Simply put, with such an explosion in demand for ever faster CPU’s, the semiconductor industry with continue to suffer the decline in research productivity in order to achieve the gains associated with Moore’s Law. Similarly, with populations still expanding across the globe, crop yields must necessarily increase in order to feed the growing population. Here again, the increase in demand for crops must necessarily outstrip the increase in R & D costs associated with improving and growing crop yields.
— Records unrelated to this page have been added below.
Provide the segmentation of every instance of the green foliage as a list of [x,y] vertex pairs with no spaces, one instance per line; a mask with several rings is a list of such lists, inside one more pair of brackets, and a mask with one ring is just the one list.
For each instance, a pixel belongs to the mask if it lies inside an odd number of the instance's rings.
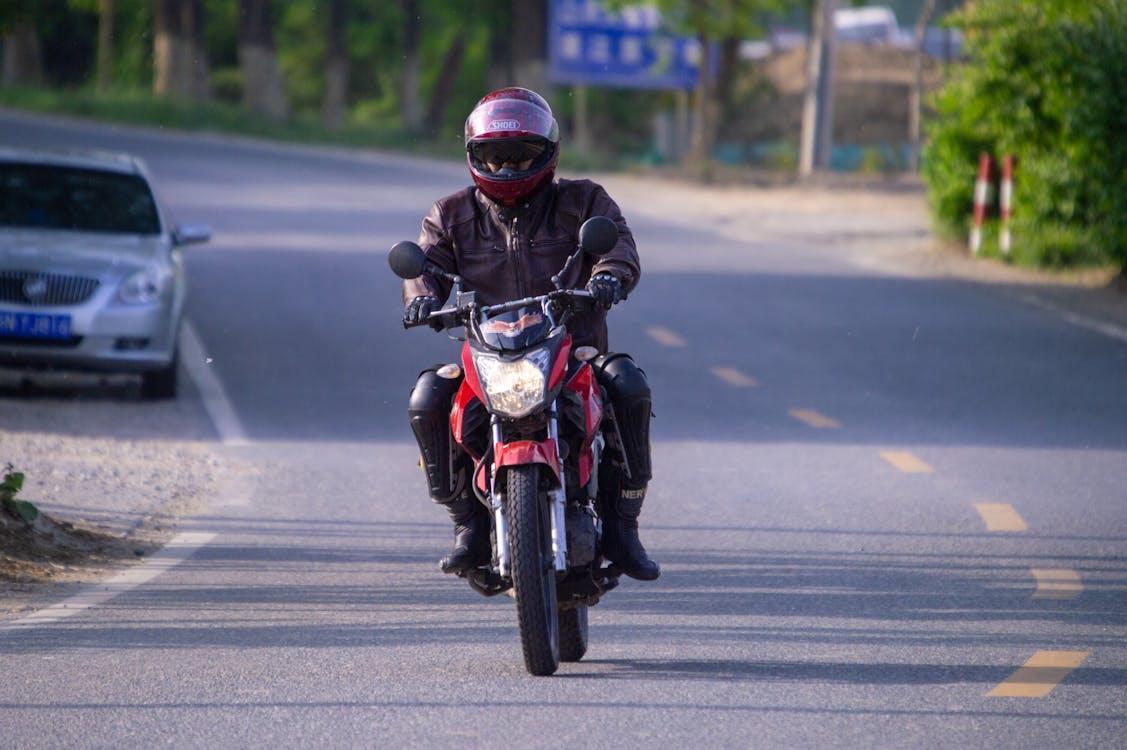
[[4,480],[0,482],[0,506],[24,523],[32,523],[39,517],[39,509],[26,500],[16,499],[16,495],[23,489],[23,480],[24,475],[11,464],[4,467]]
[[971,59],[925,154],[940,229],[965,237],[979,153],[1013,154],[1016,261],[1127,264],[1127,2],[981,0],[954,23]]
[[431,143],[411,138],[392,124],[350,122],[329,132],[320,118],[298,114],[285,123],[272,122],[223,102],[190,103],[154,96],[150,91],[84,88],[70,91],[0,88],[0,106],[91,117],[110,122],[234,133],[298,143],[393,148],[440,157],[461,157],[461,143]]

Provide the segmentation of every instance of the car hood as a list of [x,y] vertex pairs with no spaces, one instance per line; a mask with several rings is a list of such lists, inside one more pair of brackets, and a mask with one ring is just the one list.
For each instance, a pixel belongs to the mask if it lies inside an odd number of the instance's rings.
[[165,256],[159,235],[0,228],[0,268],[117,275]]

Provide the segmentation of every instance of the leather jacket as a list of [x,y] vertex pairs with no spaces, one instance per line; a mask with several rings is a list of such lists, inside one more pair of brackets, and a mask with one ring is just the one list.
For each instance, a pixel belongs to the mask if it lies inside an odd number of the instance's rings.
[[[527,203],[502,206],[474,187],[437,201],[419,234],[419,245],[431,261],[463,279],[463,291],[477,292],[483,304],[496,304],[552,291],[552,276],[575,252],[579,226],[592,216],[618,224],[618,244],[602,258],[584,254],[563,279],[565,288],[586,285],[596,273],[612,273],[630,291],[641,267],[634,236],[618,205],[591,180],[557,180]],[[445,301],[450,282],[423,274],[403,282],[403,302],[421,295]],[[575,346],[607,351],[606,313],[584,313],[569,326]]]

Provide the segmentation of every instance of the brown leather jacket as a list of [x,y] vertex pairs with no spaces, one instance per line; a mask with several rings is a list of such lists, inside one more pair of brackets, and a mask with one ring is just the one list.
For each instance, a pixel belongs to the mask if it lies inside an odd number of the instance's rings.
[[[634,236],[618,205],[590,180],[558,180],[522,206],[500,206],[468,187],[434,204],[423,219],[419,245],[427,259],[464,280],[464,291],[491,305],[552,291],[552,276],[575,252],[579,225],[592,216],[618,224],[618,244],[602,258],[584,254],[572,266],[565,288],[582,288],[592,275],[609,272],[630,291],[641,267]],[[597,262],[595,262],[597,260]],[[424,274],[403,282],[403,302],[432,294],[445,301],[450,283]],[[607,351],[606,313],[577,315],[568,326],[575,345]]]

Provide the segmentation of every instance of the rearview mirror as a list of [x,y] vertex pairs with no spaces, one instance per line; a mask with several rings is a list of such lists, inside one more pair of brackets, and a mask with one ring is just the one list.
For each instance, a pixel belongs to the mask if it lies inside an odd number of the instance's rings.
[[197,245],[211,239],[211,227],[206,224],[183,224],[172,228],[172,244]]
[[414,242],[396,242],[387,255],[392,272],[401,279],[417,279],[427,265],[427,256]]
[[618,244],[618,225],[605,216],[592,216],[579,227],[579,247],[589,255],[606,255]]

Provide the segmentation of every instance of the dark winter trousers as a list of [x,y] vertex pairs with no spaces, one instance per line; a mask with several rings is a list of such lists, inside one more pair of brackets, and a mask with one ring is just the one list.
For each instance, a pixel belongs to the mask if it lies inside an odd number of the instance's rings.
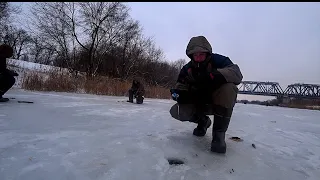
[[173,118],[190,121],[194,114],[217,115],[230,118],[236,103],[238,88],[233,83],[226,83],[209,93],[197,93],[190,97],[190,104],[174,104],[170,109]]
[[0,96],[2,97],[16,82],[16,79],[9,73],[0,73]]
[[143,101],[143,94],[139,93],[137,90],[129,89],[129,101],[133,101],[133,97],[137,97],[138,103],[142,103]]

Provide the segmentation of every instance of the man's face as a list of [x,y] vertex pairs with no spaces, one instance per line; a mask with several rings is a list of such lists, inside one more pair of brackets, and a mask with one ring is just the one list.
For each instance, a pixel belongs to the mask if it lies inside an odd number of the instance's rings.
[[207,58],[207,53],[205,53],[205,52],[196,52],[192,56],[193,56],[194,61],[202,62]]

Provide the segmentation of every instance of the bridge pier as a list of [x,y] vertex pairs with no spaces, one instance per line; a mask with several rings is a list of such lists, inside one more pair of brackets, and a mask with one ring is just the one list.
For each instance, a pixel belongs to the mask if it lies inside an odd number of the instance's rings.
[[285,100],[284,96],[281,96],[281,95],[277,96],[277,101],[278,101],[279,104],[282,104],[284,102],[284,100]]

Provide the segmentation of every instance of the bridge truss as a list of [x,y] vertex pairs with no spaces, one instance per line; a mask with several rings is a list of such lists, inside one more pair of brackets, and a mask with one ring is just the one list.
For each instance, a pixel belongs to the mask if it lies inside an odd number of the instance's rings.
[[291,84],[284,91],[284,96],[320,98],[320,85],[316,84]]
[[295,98],[320,98],[320,85],[316,84],[291,84],[284,91],[278,82],[242,81],[238,85],[239,94],[295,97]]
[[277,82],[242,81],[238,86],[240,94],[278,96],[283,90]]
I don’t think that one should look at the decline of research productivity in a negative light at all. Scientific research is a high paying and highly skilled profession and should certainly be encouraged as this is how we as humanity advance. This is especially true when one considers that the companies producing the goods and services that we all consume, shoulder a large portion of the increased research burden.

The paper does however cause me to question the sustainability of the current status quo. How much longer will the diminishing returns in new idea generation associated with these sectors continue to outstrip increased demand for the product/service?

Product life cycle graph
Product life cycle graph

Perhaps this is just another angle from which to approach the Technology Life Cycle; as products/technologies reach maturity, incremental improvements become harder and harder to effect. With increased competition, there is also an increased burden on the incumbents to remain a market leader, leading to an increased R & D spend to maintain their dominance. All of this however, is good for you and me as the consumer, as the increased competition plus increased research spend results in improved technology at reduced prices.

Perhaps also we are just nearing the peak of both the semiconductor and traditional agriculture industry before disruptive innovations such as quantum computing and brand new farming methods render the current technology obsolete?

New farming methods like Aeroponics could change the future face of farming (farmcrowdy).